The line stretched to the door. A steady stream of people coming and going with white bakery boxes, coffee cups, the kind of foot traffic that said business was really good.
She'd done it. Everything she'd talked about doing someday, everything I'd told her to wait on, to be practical about… she'd just done it.
Pride and grief hit me so hard I had to close my eyes.
I should leave. Put the truck in gear, drive back to Station 34, pretend I'd never come here. She didn't want to see me. Hadn’t she made that abundantly clear by blocking me everywhere?
But I was here now… and I’d spent three days unable to think about anything else.
I turned off the engine.
Sat there.
A woman walked out with a white bakery box, smiling down at whatever was inside. Then a guy with two coffees. Then a mom with a kid who was already tearing into a croissant.
All of them had been inside. Had seen her. Talked to her. Been part of her world in a way I no longer was.
My hand was on the door handle.
Scott's voice echoed in my head:Leave her alone.
Maya's:She doesn't want to see you.
Morrison's:I'm disappointed in you, Sullivan.
I hesitated. What would I even say to her?Sorry I cheated on you, but your cupcakes are great?

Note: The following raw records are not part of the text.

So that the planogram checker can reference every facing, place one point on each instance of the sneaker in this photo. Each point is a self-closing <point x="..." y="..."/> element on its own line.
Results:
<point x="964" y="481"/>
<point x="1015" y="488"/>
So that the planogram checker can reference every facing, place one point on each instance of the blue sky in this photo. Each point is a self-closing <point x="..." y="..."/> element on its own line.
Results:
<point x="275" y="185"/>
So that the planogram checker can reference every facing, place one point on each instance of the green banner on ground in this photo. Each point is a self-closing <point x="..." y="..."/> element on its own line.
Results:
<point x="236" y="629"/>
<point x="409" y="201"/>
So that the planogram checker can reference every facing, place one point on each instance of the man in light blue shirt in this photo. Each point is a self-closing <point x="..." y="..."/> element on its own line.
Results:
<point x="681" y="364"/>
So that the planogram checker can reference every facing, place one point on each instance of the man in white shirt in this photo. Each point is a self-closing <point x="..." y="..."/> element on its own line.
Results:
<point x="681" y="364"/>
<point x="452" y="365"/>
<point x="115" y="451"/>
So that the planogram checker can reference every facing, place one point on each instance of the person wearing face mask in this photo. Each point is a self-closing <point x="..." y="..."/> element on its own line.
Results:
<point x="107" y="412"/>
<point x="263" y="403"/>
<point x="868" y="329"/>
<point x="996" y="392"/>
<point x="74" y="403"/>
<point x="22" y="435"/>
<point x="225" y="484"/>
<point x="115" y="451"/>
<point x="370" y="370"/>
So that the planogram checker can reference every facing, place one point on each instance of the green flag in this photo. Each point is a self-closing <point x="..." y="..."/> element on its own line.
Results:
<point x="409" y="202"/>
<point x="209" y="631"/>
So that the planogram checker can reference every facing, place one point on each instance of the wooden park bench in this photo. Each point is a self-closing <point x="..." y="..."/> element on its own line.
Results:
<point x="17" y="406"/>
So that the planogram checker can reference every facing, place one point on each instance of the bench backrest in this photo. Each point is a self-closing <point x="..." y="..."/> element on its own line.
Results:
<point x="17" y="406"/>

She gained nothing from me walking in there. Just disruption. Just pain dragged back into her life when she'd worked so hard to move past it.
I'd come here for me. To ease my own guilt, my own regret, my own desperate need to see her face one more time.
That wasn't love. That was selfishness.
The same selfishness that had destroyed us in the first place.
I started the engine, put the truck in gear, and drove away. But I didn't go back to Station 34. Instead, I drove three blocks, parked in front of a coffee shop, and sat there staring at my steering wheel.
I'd come all this way. Sat outside her bakery like a creep. And I couldn't even walk through the door because I knew—I finally, actually knew—that she deserved better than me showing up and making her life harder.
Was this growth? Or just cowardice dressed up as respect.
It felt like shit either way.
I pulled out my phone and stared at her blocked number for a long moment. Then I opened my notes app and started typing.
Not to send. Just to say.
I saw your bakery today. I didn't come in. I wanted to… but I know you don't want to see me. I know I don't have the right.
It looks amazing. Everything you said it would be. I'm so proud of you.
And I'm sorry. For all of it. For not believing in you when it mattered. For making you feel like you had to wait for my permission to chase your dreams. For destroying the best thing that ever happened to me because I was too stupid and selfish to know what I had.
You deserved better than me. You always did.